# Lucid Dreaming > Attaining Lucidity > Induction Techniques >  >  "T²ILD" Guide (Temperature Induced)

## Ollie

This is the method that I used to go into the majority of my early lucid dreams while I was still discovering the lucid world. 

As an insomniac, getting to sleep was very difficult (obviously) when the temperature was not perfect. A few years ago, I was trying to fall asleep on a very hot day in the summer. I cannot even emphasize how hot this day was. As I started to attempt the impossible feat of falling asleep, I imagined myself in a ridiculously cold place while I was trying to fall asleep. I was able to enter my dream to see I was at a glacier, climbing it with all my friends. It did not take me very long at all to realize that this was a dream because of the ridiculous change in temperature.

Since that night, I have been able to enter a complete lucid state by imaging the same  cold place. Whenever I fell asleep thinking about my glacier, I would enter a perfect lucid dream (which actually cured my insomnia). Since then, my techniques have become much more sophisticated and complicated to understand, but I have a few tips for entering a *temperature induced lucid dream*.

*1)* Construct your dream environment. What I mean by this is indulge yourself with things in the environment. For instance, watch a video about riding camels in the desert before trying to enter the desert in your dreams. I strongly believe that this will make it easier to vividly create the environment and enter it.

*2)* Enter an environment _OPPOSITE_ to the one you will be imagining. 
*Ex: Being in a hot room in the summer and imagining a cold glacier in the winter.*

*3)* While trying to fall asleep, pay close attention to not your temperature, but the temperature of the world you're trying to enter. This is probably the most important step in the entire process, as it will solidify the realism of the dream, and might be the difference between a lucid dream and a simple but good one.

*4)* Upon almost falling asleep, quickly think about the temperature that you were in before. If performed correctly, you will enter your cold dream feeling hot, which should easily trigger you to realize that you are in a dream; enjoy the lucidity.

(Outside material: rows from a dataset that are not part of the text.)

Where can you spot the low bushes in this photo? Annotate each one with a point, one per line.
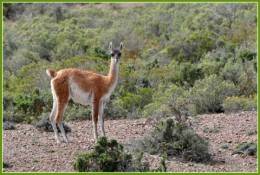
(108, 156)
(175, 139)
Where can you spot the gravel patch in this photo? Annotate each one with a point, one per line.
(27, 149)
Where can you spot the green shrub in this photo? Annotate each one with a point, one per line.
(207, 129)
(175, 139)
(208, 95)
(235, 103)
(107, 156)
(164, 96)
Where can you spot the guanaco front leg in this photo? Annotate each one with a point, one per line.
(101, 119)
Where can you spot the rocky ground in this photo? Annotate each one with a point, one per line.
(28, 150)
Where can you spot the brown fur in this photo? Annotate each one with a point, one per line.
(77, 82)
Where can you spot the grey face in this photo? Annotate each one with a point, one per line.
(116, 55)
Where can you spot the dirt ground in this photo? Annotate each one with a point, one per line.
(28, 150)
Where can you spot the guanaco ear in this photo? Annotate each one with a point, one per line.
(110, 47)
(121, 46)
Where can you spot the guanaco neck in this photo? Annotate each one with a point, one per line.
(113, 72)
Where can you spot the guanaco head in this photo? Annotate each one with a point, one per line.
(115, 54)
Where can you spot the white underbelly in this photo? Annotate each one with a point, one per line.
(79, 96)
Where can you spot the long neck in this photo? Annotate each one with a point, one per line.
(113, 72)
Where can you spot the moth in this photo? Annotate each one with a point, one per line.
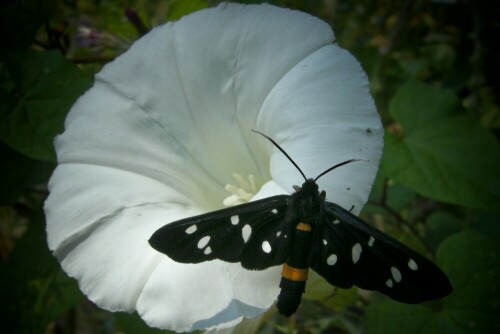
(302, 231)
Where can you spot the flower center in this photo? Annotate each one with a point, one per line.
(242, 192)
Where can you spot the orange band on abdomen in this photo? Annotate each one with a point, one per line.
(294, 274)
(303, 227)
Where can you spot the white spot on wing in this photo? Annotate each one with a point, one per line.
(235, 219)
(412, 264)
(266, 247)
(246, 231)
(371, 241)
(396, 274)
(331, 260)
(203, 242)
(356, 252)
(191, 229)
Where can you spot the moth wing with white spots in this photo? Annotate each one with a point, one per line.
(255, 234)
(346, 251)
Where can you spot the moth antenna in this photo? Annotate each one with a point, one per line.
(282, 151)
(336, 166)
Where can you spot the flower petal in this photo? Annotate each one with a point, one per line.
(161, 133)
(326, 116)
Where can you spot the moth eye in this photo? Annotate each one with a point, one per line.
(235, 219)
(371, 241)
(246, 231)
(356, 252)
(412, 264)
(331, 260)
(266, 247)
(203, 242)
(396, 274)
(191, 229)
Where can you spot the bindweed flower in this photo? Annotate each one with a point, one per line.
(165, 133)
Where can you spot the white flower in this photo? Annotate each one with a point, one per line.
(164, 128)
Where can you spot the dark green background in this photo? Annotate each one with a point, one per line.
(434, 75)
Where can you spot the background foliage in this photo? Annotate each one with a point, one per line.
(434, 75)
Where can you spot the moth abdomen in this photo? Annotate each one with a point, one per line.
(295, 271)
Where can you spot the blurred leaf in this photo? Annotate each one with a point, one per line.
(20, 20)
(341, 299)
(132, 324)
(34, 291)
(180, 8)
(439, 226)
(442, 153)
(18, 171)
(472, 263)
(33, 112)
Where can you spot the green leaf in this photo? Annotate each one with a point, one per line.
(18, 171)
(472, 262)
(439, 226)
(443, 152)
(20, 20)
(34, 288)
(32, 112)
(180, 8)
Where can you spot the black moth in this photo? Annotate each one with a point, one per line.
(302, 231)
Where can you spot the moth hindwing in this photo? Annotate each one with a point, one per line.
(302, 231)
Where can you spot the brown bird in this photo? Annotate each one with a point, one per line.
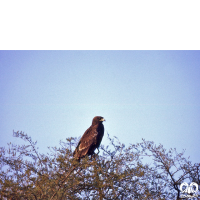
(91, 139)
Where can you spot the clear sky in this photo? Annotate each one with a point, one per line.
(52, 95)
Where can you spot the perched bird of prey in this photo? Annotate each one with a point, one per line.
(91, 139)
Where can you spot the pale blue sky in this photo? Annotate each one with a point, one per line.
(51, 95)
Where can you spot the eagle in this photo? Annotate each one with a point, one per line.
(91, 139)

I hope this guide was of some use to anybody out there. I am brand new to these forums, and I hope to contribute as much knowledge as I can one post at a time!

----------


## lonewolf101

i might try this tonight. I'm pretty much just racking up on WILD techniques to do

----------


## Ctharlhie

I would suggest this is a variant of V-WILD (visualisation WILD) than an a new induction technique, but cool idea nonetheless, one of the things that helps with good V-WILD imagery is integrating tactile imagery which this does  :smiley:

----------


## Killing

This is interesting, I might try it. It would probably be more effective during a nap or a WBTB, though.

----------


## CloudOFmichael

> I would suggest this is a variant of V-WILD (visualisation WILD) than an a new induction technique, but cool idea nonetheless, one of the things that helps with good V-WILD imagery is integrating tactile imagery which this does



Who the hell cares what category this technique falls under... This person brought forth a new idea to the DV community and that is all that matters, not its parent technique. Sorry but it drives me crazy when people spend time posting the most pointless things on this forum.
*end of rage*
I'm trying this technique tonight Ollie and I'll post my results on this thread, thank you for bringing something NEW and ORIGINAL to this forum  :smiley: .

----------


## LDman

I see why this technique might work, your brain has a conflicting signal of hot and cold which confuses it... I think.

----------